Likelihood Generation: We utilize the fundamental property of the ESM (Masked Language Modeling) to calculate amino acid probabilities based on the sequence context.
Attention Mechanism: These data points are processed as Queries (Q), Keys (K), and Values (V). This generates an Attention Matrix, where vectors for each amino acid indicate the relevance and position of other residues in the chain.
Structural Extraction (Simple ESM): The raw attention matrix is symmetrized to ensure physically plausible distances and refined using Average Product Correction (APC) to eliminate correlation noise. Through regression, a 2D contact map is obtained.
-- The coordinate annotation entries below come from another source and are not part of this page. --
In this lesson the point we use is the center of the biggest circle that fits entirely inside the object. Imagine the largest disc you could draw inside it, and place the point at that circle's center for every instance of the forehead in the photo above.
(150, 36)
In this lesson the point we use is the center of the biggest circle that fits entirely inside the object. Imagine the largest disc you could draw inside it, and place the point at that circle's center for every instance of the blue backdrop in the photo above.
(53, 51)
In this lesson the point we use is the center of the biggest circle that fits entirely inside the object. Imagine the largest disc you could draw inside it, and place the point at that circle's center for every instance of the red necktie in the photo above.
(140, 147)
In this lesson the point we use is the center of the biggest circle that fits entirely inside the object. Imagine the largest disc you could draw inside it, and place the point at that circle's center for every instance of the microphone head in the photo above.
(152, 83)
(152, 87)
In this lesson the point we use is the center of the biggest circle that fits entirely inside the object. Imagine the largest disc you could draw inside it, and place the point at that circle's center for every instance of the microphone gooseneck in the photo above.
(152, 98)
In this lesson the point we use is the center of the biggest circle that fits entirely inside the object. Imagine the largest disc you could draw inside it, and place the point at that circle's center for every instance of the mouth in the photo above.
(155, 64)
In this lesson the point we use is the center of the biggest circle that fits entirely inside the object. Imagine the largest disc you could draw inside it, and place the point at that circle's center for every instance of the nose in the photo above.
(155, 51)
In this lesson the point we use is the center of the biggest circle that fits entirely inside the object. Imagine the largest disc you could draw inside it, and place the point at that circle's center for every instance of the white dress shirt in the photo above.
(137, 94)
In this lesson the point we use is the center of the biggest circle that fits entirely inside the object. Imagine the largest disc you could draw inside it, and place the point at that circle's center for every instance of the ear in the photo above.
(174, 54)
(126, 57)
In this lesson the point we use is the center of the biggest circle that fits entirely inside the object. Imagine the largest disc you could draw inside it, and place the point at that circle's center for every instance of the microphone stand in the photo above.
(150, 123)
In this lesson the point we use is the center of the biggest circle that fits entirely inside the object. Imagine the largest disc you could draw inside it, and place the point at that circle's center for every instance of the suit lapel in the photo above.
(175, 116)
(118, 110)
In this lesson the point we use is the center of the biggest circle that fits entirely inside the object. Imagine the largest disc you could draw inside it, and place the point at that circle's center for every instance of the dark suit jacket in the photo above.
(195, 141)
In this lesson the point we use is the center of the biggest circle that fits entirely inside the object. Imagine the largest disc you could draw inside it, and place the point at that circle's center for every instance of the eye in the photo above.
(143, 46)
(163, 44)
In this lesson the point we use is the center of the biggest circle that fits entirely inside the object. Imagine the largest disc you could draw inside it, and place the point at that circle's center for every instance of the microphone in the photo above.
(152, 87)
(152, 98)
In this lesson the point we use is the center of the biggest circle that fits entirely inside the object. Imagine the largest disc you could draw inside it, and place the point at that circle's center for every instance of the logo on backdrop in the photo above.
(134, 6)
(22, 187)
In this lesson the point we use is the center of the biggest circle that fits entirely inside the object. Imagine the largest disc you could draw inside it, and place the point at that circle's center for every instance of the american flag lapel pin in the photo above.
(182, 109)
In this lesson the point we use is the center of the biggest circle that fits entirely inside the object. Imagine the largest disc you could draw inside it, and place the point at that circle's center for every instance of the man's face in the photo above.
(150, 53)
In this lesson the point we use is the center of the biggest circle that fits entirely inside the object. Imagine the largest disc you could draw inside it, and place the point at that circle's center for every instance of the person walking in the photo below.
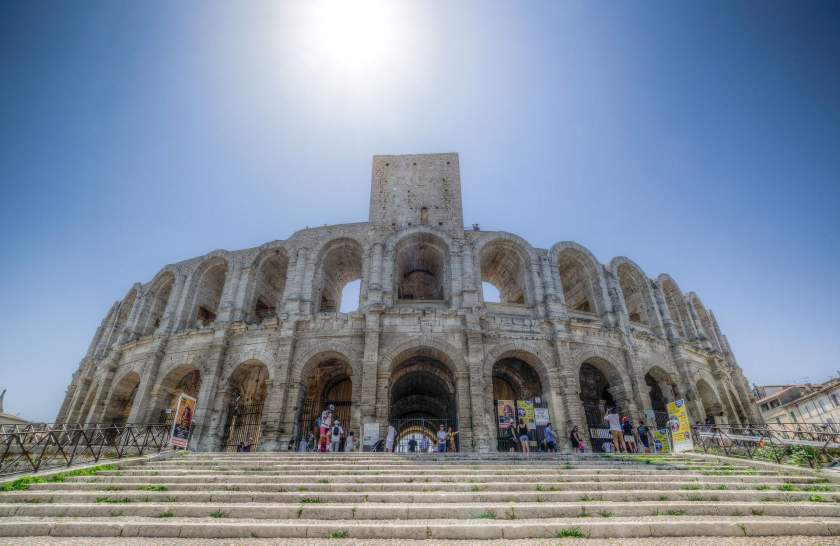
(615, 429)
(450, 441)
(389, 438)
(550, 439)
(576, 440)
(441, 440)
(522, 434)
(335, 440)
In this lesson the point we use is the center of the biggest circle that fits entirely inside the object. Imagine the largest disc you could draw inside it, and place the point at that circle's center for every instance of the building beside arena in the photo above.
(257, 335)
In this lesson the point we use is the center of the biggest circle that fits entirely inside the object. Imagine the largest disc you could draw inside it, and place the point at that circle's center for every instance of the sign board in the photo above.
(370, 436)
(179, 436)
(679, 426)
(506, 411)
(541, 416)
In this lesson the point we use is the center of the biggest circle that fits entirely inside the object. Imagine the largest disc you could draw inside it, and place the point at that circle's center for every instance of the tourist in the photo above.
(629, 438)
(615, 429)
(576, 440)
(550, 439)
(450, 441)
(644, 435)
(389, 438)
(337, 431)
(441, 440)
(522, 434)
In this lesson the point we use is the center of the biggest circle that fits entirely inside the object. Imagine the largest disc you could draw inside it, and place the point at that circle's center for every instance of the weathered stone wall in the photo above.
(633, 329)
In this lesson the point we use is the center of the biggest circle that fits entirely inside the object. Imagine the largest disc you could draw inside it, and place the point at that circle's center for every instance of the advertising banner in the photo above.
(525, 411)
(506, 411)
(679, 426)
(184, 411)
(661, 442)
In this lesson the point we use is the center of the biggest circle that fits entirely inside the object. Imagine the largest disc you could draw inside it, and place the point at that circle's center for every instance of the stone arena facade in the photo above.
(257, 335)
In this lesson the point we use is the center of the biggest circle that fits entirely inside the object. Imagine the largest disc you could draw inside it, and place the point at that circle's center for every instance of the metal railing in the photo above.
(803, 444)
(36, 447)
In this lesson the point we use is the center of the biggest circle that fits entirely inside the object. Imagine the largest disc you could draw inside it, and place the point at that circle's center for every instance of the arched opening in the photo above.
(160, 293)
(422, 268)
(340, 264)
(503, 267)
(246, 393)
(576, 282)
(269, 286)
(636, 294)
(208, 292)
(597, 381)
(676, 306)
(711, 403)
(122, 398)
(517, 394)
(422, 397)
(184, 379)
(328, 383)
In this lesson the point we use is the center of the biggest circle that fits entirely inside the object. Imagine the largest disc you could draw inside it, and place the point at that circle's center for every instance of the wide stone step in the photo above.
(506, 511)
(445, 496)
(438, 529)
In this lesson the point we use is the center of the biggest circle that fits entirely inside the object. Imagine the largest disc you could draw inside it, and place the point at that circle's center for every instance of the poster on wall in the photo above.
(184, 412)
(679, 426)
(541, 416)
(661, 442)
(506, 411)
(370, 436)
(525, 411)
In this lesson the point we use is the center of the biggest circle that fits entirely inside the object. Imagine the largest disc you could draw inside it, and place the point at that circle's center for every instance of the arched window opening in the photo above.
(635, 294)
(422, 268)
(341, 264)
(503, 267)
(209, 293)
(576, 282)
(270, 286)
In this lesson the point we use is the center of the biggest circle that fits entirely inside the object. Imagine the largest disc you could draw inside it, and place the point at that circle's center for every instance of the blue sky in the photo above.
(701, 139)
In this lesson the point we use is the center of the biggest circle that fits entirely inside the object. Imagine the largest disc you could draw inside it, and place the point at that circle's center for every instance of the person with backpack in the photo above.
(336, 434)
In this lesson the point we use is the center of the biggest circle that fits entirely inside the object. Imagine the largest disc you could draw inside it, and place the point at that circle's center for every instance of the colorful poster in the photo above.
(679, 426)
(525, 411)
(661, 443)
(184, 412)
(541, 416)
(506, 411)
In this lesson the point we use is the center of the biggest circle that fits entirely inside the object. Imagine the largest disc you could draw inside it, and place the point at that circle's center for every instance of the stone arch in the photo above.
(206, 290)
(157, 297)
(422, 269)
(675, 303)
(339, 261)
(268, 287)
(504, 261)
(580, 277)
(122, 398)
(636, 293)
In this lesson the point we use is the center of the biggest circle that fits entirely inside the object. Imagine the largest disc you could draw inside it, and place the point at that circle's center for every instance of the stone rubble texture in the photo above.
(270, 315)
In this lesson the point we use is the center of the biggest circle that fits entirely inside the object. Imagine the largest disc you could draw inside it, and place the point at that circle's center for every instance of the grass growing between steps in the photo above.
(22, 484)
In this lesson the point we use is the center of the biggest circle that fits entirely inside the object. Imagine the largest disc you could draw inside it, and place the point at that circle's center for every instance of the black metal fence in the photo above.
(36, 447)
(803, 444)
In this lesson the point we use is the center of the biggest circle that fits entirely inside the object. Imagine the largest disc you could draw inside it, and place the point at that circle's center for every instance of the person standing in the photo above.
(550, 439)
(441, 440)
(615, 429)
(389, 438)
(522, 434)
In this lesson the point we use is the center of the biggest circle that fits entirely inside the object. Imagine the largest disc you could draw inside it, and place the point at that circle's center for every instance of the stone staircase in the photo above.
(454, 496)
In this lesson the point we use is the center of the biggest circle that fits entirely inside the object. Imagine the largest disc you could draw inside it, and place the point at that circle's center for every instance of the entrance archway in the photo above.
(422, 397)
(329, 383)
Model Optimization: This map is compared against structural databases (like the PDB) to adjust the model. This feedback loop updates the model’s weights, maximizing the log-likelihood of real-world protein structures found in nature.
Enrichment via MLP: In parallel, the correlation vectors from the attention matrix are processed by a Multi-Layer Perceptron (MLP). This generates enriched vectors that describe the physicochemical implications of the attention data.
3D Prediction (ESM-2/ESMFold): In the ESM-2 architecture, these MLP-enriched vectors are fed into a “Folding Trunk” module. This module applies learned rules to predict the 3D structure, including bond angles and atomic coordinates.